OTC Medication Information: Stomach Relief Ultra Strength

STOMACH RELIEF ULTRA STRENGTH- bismuth subsalicylate liquid
P & L Development, LLC

Active ingredient (in each 15 mL)

Bismuth subsalicylate 525 mg

Purpose

Upset stomach reliever/Antidiarrheal

Uses

relieves

  • travelers’ diarrhea
  • diarrhea
  • upset stomach due to overindulgence in food and drink, including:
    • heartburn
    • indigestion
    • nausea
    • gas
    • fullness
    • belching

Warnings

Reye’s syndrome: Children and teenagers who have or are recovering from chicken pox or flu-like symptoms should not use this product. When using this product, if changes in behavior with nausea and vomiting occur, consult a doctor because these symptoms could be an early sign of Reye’s syndrome, a rare but serious illness.

Allergy alert: Contains salicylate. Do not take if you are

  • allergic to salicylates (including aspirin)
  • taking other salicylate products

Do not use

if you have

  • an ulcer
  • a bleeding problem
  • bloody or black stool

Ask a doctor before use if you have

  • fever
  • mucus in the stool

Ask a doctor or pharmacist before use if you are

taking any drug for

  • diabetes
  • gout
  • arthritis
  • anticoagulation (thinning the blood)

When using this product

a temporary, but harmless, darkening of the stool and/or tongue may occur.
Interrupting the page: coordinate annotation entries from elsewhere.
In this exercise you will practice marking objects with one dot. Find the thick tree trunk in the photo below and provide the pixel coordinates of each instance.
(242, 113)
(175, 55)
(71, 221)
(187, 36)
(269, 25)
Stop use and ask a doctor if

  • symptoms get worse or last more than 2 days
  • ringing in the ears or loss of hearing occurs
  • diarrhea lasts more than 2 days

If pregnant or breast-feeding,

ask a health professional before use.

Keep out of reach of childen.

In case of overdose, get medical help or contact a Posion Control Center (1-800-222-1222) right away.

Directions

  • do not take more than 8 doses (120 mL) in 24 hours
  • use until diarrhea stops but not more than 2 days
  • drink plenty of clear fluids to help prevent dehydration caused by diarrhea
  • mL = milliliter
  • shake well before using
  • measure only with dosing cup provided. Do not use any other dosing device
  • keep dosing cup with product
  • adults and children 12 years and over:
    • 15 mL (1 dose) every 1/2 hour or 30 mL (2 doses) every hour as needed for diarrhea/traveler’s diarrhea
    • 15 mL (1 dose) every 1/2 as needed for overindulgence (upset stomach, heartburn, indigestion, nausea)
  • children under 12 years of age: ask a doctor

Other information

  • each 15 mL contains: sodium 5 mg
  • each 15 mL contains: salicylate 206 mg
  • low sodium
  • keep tightly closed
  • protect from freezing
  • avoid excessive heat (over 104ºF or 40ºC)

Inactive ingredients

benzoic acid, D&C red #22, D&C red #28, flavor, glycerin, purified water, sucralose, xanthan gum

Questions or comments?

Call 1-877-753-3935 Monday-Friday 9AM-5PM EST

Principal Display Panel

Compare to the active ingredient in Pepto-Bismol® Ultra*

Ultra Stomach Relief

Bismuth subsalicylate 525 mg

upset stomach reliever/antidiarrheal

Relieves:

  • heartburn
  • indigestion
  • nausea
  • upset stomach
  • diarrhea

2x strength per ounce†

alcohol free

sugar free

FL OZ (mL)

*This product is not manufactured or distributed by The Procter & Gamble Company. Pepto-Bismol® is a registered trademark of The Procter & Gamble Company.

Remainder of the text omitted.